Il vino il più colpito
Anche le importazioni di vino potrebbero arrivare a 500.000 ettolitri, ovvero il 20% di quanto previsto per il 2009 prima della crisi. Mentre le esportazioni verso la Russia di superalcolici sono aumentate alla fine del 2008 (cognac e brandy + 5,3%, whisky +6,1%), quelle di vino sono diminuite dell'8,1% nel mese di novembre e del 3% in dicembre. Malgrado la cattiva performance di fine 2008, le esportazioni totali di vino verso la Russia nel corso del 2008 sono comunque aumentate (soprattutto nel periodo gennaio-luglio del 2008) del 3,1%.

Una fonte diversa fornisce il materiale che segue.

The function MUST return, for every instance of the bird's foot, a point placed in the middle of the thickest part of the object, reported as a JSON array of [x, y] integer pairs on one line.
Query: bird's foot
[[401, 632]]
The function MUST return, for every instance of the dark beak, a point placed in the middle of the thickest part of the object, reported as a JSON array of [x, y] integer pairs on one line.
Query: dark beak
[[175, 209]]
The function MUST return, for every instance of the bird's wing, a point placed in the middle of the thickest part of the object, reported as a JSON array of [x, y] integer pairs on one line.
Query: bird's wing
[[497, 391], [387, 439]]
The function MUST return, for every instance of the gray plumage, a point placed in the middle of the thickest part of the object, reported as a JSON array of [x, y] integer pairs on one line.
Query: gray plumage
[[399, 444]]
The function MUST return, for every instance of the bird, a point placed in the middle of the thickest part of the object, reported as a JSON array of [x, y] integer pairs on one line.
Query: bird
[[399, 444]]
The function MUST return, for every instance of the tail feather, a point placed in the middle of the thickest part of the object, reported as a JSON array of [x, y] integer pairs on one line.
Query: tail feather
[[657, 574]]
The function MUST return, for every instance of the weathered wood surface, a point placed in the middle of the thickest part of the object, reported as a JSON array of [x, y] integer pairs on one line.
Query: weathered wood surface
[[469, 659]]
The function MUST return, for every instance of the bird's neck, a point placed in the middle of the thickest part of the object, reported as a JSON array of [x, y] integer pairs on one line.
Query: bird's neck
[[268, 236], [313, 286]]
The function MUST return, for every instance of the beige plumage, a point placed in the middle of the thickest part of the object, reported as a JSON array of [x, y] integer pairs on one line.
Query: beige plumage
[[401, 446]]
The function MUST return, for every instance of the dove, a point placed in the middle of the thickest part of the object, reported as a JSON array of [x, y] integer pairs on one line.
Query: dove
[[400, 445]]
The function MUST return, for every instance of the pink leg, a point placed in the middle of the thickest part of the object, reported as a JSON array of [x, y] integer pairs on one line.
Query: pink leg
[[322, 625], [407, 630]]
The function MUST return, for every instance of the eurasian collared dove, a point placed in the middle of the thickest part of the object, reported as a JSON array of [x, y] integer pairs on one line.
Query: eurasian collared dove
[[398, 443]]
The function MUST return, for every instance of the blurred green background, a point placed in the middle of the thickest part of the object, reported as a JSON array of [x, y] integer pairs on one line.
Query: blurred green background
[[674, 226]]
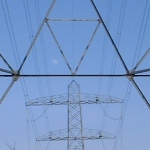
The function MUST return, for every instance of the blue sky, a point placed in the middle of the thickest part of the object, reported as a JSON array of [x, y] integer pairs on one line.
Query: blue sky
[[128, 23]]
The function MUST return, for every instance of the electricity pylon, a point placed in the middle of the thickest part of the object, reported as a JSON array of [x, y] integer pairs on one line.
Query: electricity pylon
[[75, 134]]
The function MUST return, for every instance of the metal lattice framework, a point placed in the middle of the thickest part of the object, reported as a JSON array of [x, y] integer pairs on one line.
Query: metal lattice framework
[[130, 74], [75, 134]]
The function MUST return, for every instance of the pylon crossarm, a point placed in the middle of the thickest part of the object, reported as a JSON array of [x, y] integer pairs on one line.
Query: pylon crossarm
[[62, 99], [88, 134], [94, 98], [51, 100]]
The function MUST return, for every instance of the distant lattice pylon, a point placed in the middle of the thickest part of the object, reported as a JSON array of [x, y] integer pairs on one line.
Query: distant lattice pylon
[[75, 134]]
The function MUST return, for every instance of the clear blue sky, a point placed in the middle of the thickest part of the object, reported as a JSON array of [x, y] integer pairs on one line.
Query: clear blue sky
[[128, 23]]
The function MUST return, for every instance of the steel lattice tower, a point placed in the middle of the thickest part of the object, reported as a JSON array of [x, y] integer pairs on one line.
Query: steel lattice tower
[[75, 127], [75, 134]]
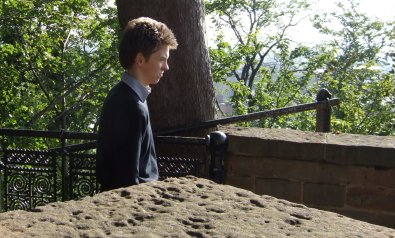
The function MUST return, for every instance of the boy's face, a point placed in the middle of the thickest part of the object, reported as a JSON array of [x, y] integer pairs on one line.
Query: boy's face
[[153, 69]]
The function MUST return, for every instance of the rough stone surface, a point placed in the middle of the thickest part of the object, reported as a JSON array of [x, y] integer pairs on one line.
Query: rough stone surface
[[297, 136], [180, 208]]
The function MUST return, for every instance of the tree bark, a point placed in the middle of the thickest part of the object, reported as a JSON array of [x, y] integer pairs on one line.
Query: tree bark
[[185, 95]]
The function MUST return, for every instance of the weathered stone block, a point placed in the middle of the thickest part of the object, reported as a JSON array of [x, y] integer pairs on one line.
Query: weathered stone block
[[279, 188], [241, 182], [375, 198], [324, 194]]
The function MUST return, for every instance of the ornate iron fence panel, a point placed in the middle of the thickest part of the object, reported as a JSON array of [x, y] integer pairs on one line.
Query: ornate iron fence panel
[[30, 178], [83, 175], [178, 167]]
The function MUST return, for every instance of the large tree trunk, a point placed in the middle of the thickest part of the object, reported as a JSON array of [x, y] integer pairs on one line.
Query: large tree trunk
[[185, 94]]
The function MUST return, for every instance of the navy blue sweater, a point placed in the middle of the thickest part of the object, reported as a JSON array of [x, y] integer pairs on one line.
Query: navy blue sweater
[[126, 152]]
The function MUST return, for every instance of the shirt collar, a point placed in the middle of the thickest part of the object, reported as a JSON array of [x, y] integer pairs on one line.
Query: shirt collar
[[141, 90]]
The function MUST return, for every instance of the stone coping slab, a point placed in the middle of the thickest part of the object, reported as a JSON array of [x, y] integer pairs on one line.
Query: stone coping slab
[[182, 207]]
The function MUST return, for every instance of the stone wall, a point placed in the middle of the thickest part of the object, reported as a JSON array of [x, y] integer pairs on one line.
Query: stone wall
[[353, 175], [184, 207]]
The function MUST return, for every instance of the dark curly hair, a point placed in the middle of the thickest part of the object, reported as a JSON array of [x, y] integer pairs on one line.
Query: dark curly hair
[[144, 35]]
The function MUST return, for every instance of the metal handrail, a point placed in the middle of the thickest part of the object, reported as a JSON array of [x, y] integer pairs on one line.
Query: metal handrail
[[250, 116]]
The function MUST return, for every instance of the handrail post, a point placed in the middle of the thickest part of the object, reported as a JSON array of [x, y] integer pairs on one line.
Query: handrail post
[[323, 119], [218, 146]]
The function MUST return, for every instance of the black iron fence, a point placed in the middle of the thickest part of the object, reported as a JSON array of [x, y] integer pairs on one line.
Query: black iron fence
[[30, 177]]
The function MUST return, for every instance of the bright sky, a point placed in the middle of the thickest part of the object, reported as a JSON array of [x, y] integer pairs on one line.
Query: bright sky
[[382, 9], [306, 33]]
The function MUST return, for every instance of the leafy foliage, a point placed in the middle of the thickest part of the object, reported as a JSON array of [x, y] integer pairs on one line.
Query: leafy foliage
[[266, 70], [56, 62]]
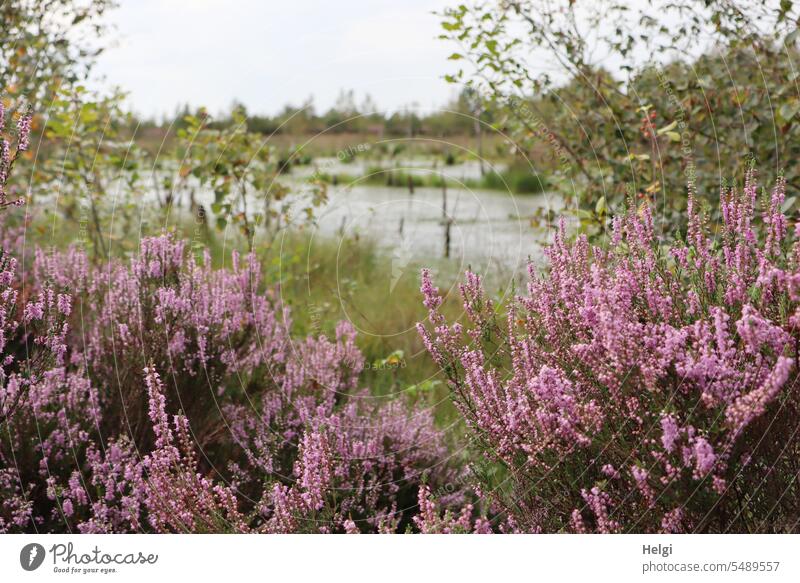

Una riduzione del consumo di vino della fascia media di prezzo è stata registrata dal dettaglio già alla fine della prima metà del 2008. In gran parte la diminuzione dei consumi è stata causata dalla riduzione dei redditi reali della popolazione e dalla corsa dei prezzi.
A inizio 2008 boom di vini bianchi
Prima della crisi finanziaria la crescita dei consumi più impressionante si era registrata per i vini bianchi e rossi della fascia superiore a 8-10 dollari per bottiglia. I consumi di vini bianchi avevano superato quelli dei rossi. Secondo Confcommercio, però, c'è il rischio che la contrazione più importante colpisca il segmento del vino venduto a 110-200 rubli a bottiglia. Ovvero quei vini che costituiscono più del 75% delle esportazioni totali di vino verso la Russia.
Previsioni per il 2009
I risultati del gennaio del 2009 non destano ottimismo: nel primo mese dell'anno le importazioni di vino in Russia sono diminuite del 44% rispetto al gennaio 2008. Il mercato del vino si sta adattando lentamente alle nuove realtà finanziarie dettate dalla crisi globale. Le importazioni di Champagne e di vini spumanti nel gennaio 2009 sono diminuite del 44% sullo stesso mese del 2008 (dopo un crollo del 27% nello scorso dicembre, nonostante le tradizionali feste del Capodanno e del Natale ortodossi). In particolare, sono diminuite le importazioni di Champagne dalla Francia e di vini spumanti (Asti) dall'Italia.